This webinar discusses a study that used spatial transcriptomics to gain insight into the molecular mechanisms of amyotrophic lateral sclerosis (ALS), a progressive neurodegenerative disease.
Mounting evidence indicates that dysfunction in signaling between motor neurons and glia is a key component of ALS, but limitations of traditional gene expression profiling technologies, such as low throughput or lack of spatial resolution, have so far stymied efforts to understand how this dysfunction participates in the onset and spread of ALS pathology in the spinal cord.
Our speaker, Silas Maniatis of the New York Genome Center, shares how his team sought to gain a spatially resolved view of disease-driven gene expression changes that order these events.

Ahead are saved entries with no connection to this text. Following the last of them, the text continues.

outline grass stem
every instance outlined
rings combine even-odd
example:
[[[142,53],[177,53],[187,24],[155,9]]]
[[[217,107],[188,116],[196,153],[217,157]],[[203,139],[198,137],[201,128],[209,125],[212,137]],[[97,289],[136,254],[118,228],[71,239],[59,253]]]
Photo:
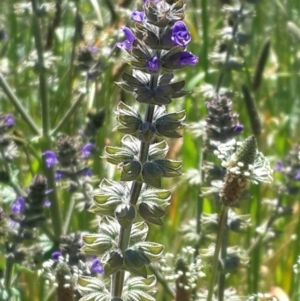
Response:
[[[219,267],[219,257],[220,257],[220,250],[223,241],[223,231],[227,220],[227,213],[228,213],[228,206],[222,206],[219,225],[218,225],[218,232],[217,232],[217,241],[215,246],[215,253],[213,256],[213,265],[211,271],[211,278],[209,282],[208,294],[207,294],[207,301],[213,300],[214,294],[214,287],[218,276],[218,267]]]

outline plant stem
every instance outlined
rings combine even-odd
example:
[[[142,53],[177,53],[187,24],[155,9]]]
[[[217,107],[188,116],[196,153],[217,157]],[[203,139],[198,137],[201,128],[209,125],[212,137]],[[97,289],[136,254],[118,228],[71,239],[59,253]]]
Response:
[[[69,121],[70,117],[76,112],[77,108],[81,104],[84,98],[84,94],[80,94],[79,97],[73,102],[70,109],[66,112],[66,114],[62,117],[62,119],[58,122],[57,126],[51,132],[51,136],[57,134],[61,128]]]
[[[244,9],[244,3],[242,1],[240,9],[239,9],[239,14],[241,14],[243,12],[243,9]],[[235,37],[235,34],[237,33],[238,27],[239,27],[239,22],[238,22],[238,19],[237,19],[237,21],[234,24],[233,30],[232,30],[232,37],[233,38]],[[222,82],[223,82],[223,79],[224,79],[224,76],[225,76],[225,73],[226,73],[226,64],[229,61],[229,58],[230,58],[230,55],[231,55],[231,52],[232,52],[232,48],[233,48],[233,42],[231,41],[231,42],[228,43],[228,48],[227,48],[227,52],[226,52],[226,56],[225,56],[225,61],[223,63],[221,72],[220,72],[219,77],[218,77],[218,81],[217,81],[216,89],[215,89],[216,93],[219,93],[219,90],[221,88],[221,85],[222,85]]]
[[[42,111],[42,128],[43,128],[43,139],[41,141],[42,150],[51,149],[51,138],[50,138],[50,111],[49,111],[49,98],[48,98],[48,85],[47,78],[45,72],[45,62],[44,62],[44,50],[43,50],[43,42],[42,42],[42,33],[41,26],[37,17],[37,0],[31,0],[32,8],[33,8],[33,16],[32,16],[32,28],[34,32],[34,40],[36,51],[38,55],[38,62],[40,66],[39,73],[39,94],[40,94],[40,102],[41,102],[41,111]],[[60,240],[60,235],[62,234],[62,216],[60,211],[60,206],[57,197],[56,185],[54,181],[54,170],[53,168],[44,168],[45,176],[48,180],[48,185],[53,189],[52,193],[49,195],[51,206],[51,219],[54,235],[56,238],[55,243],[58,244]]]
[[[222,245],[222,236],[223,236],[223,230],[225,227],[225,223],[227,220],[227,213],[228,213],[228,206],[222,206],[221,209],[221,215],[219,220],[219,226],[218,226],[218,232],[217,232],[217,241],[215,246],[215,253],[213,257],[213,265],[212,265],[212,271],[211,271],[211,279],[209,282],[209,289],[207,294],[207,301],[212,301],[213,293],[214,293],[214,287],[216,283],[216,279],[218,276],[218,267],[219,267],[219,254],[220,249]]]
[[[150,79],[150,89],[154,90],[157,86],[158,82],[158,75],[151,75]],[[153,115],[154,115],[154,105],[147,105],[146,112],[145,112],[145,122],[152,123]],[[139,161],[141,165],[143,165],[148,160],[148,153],[149,153],[150,143],[141,141],[140,146],[140,155]],[[134,181],[131,186],[130,192],[130,204],[136,205],[139,195],[142,190],[143,183]],[[127,228],[122,228],[120,230],[120,237],[119,237],[119,249],[123,252],[128,248],[129,240],[130,240],[130,233],[131,233],[130,225]],[[111,296],[112,297],[121,297],[124,285],[124,271],[118,271],[117,273],[112,275],[112,285],[111,285]]]
[[[228,216],[226,214],[225,224],[227,224]],[[224,264],[227,256],[227,244],[228,244],[228,230],[226,227],[223,229],[222,235],[222,246],[221,246],[221,261]],[[225,278],[226,271],[225,269],[221,269],[218,279],[218,301],[224,300],[224,291],[225,291]]]
[[[35,47],[38,56],[38,62],[40,66],[39,72],[39,84],[40,84],[40,102],[41,102],[41,111],[42,111],[42,128],[43,136],[48,138],[49,128],[50,128],[50,112],[49,112],[49,99],[48,99],[48,85],[46,78],[46,68],[44,61],[44,50],[42,42],[42,33],[40,28],[40,23],[37,17],[37,1],[32,0],[33,16],[32,16],[32,29],[34,33]]]
[[[200,162],[199,162],[199,174],[200,174],[200,187],[198,191],[198,198],[197,198],[197,211],[196,211],[196,233],[198,235],[198,241],[195,245],[195,256],[199,254],[199,247],[201,243],[201,214],[203,212],[203,197],[201,196],[201,187],[203,185],[203,178],[204,178],[204,171],[203,171],[203,164],[206,160],[206,153],[204,151],[201,152]]]
[[[73,170],[73,172],[74,172],[74,174],[76,173],[75,170]],[[75,182],[76,182],[77,186],[80,188],[84,198],[87,200],[87,202],[89,202],[91,200],[91,197],[87,194],[86,189],[84,187],[85,186],[84,183],[81,184],[78,177],[77,176],[75,176],[75,177],[76,177]],[[72,219],[72,216],[73,216],[73,211],[74,211],[75,205],[76,205],[76,199],[74,197],[71,197],[71,201],[69,203],[67,214],[66,214],[66,217],[64,218],[63,234],[68,233],[68,229],[69,229],[69,226],[70,226],[70,223],[71,223],[71,219]]]
[[[28,124],[32,132],[35,135],[40,136],[40,130],[38,129],[37,125],[35,124],[33,119],[27,114],[21,102],[19,101],[19,99],[17,98],[13,90],[10,88],[9,84],[4,79],[1,73],[0,73],[0,86],[2,87],[4,93],[9,98],[9,100],[15,106],[16,110],[20,113],[24,121]]]
[[[8,255],[8,254],[6,254]],[[4,287],[9,290],[11,287],[11,276],[12,276],[12,270],[14,266],[14,261],[11,257],[6,256],[5,260],[5,274],[4,274]]]
[[[171,287],[168,284],[168,281],[163,277],[163,275],[161,275],[155,266],[153,266],[152,264],[149,265],[149,269],[151,270],[151,272],[153,273],[153,275],[155,275],[157,282],[159,282],[162,287],[164,288],[166,294],[168,294],[170,297],[172,297],[172,300],[174,299],[174,292],[172,291]]]
[[[201,1],[201,19],[202,19],[202,57],[203,57],[203,69],[205,72],[205,81],[208,82],[209,77],[209,62],[208,62],[208,29],[209,29],[209,17],[207,13],[207,0]]]

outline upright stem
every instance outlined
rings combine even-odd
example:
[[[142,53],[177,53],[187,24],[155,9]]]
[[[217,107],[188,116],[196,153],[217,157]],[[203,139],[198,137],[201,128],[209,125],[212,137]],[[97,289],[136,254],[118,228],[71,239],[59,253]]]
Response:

Dr. Maniatis discusses how the NYGC team and collaborators from the Flatiron Institute, SciLifeLab, and the Broad used spatial transcriptomics — which generates quantitative transcriptome-wide RNA sequencing data through the capture of polyadenylated RNA on arrays of spatially barcoded DNA capture probes — to obtain gene expression measurements of mouse spinal cords over the course of disease, as well as of postmortem tissue from ALS patients.
The study resulted in a comprehensive spatiotemporal, transcriptome-wide gene expression dataset combining resolution, replication, and biological perturbation. Dr. Maniatis discusses data from the study as well as the broader potential of the work for future studies of central nervous system disorders.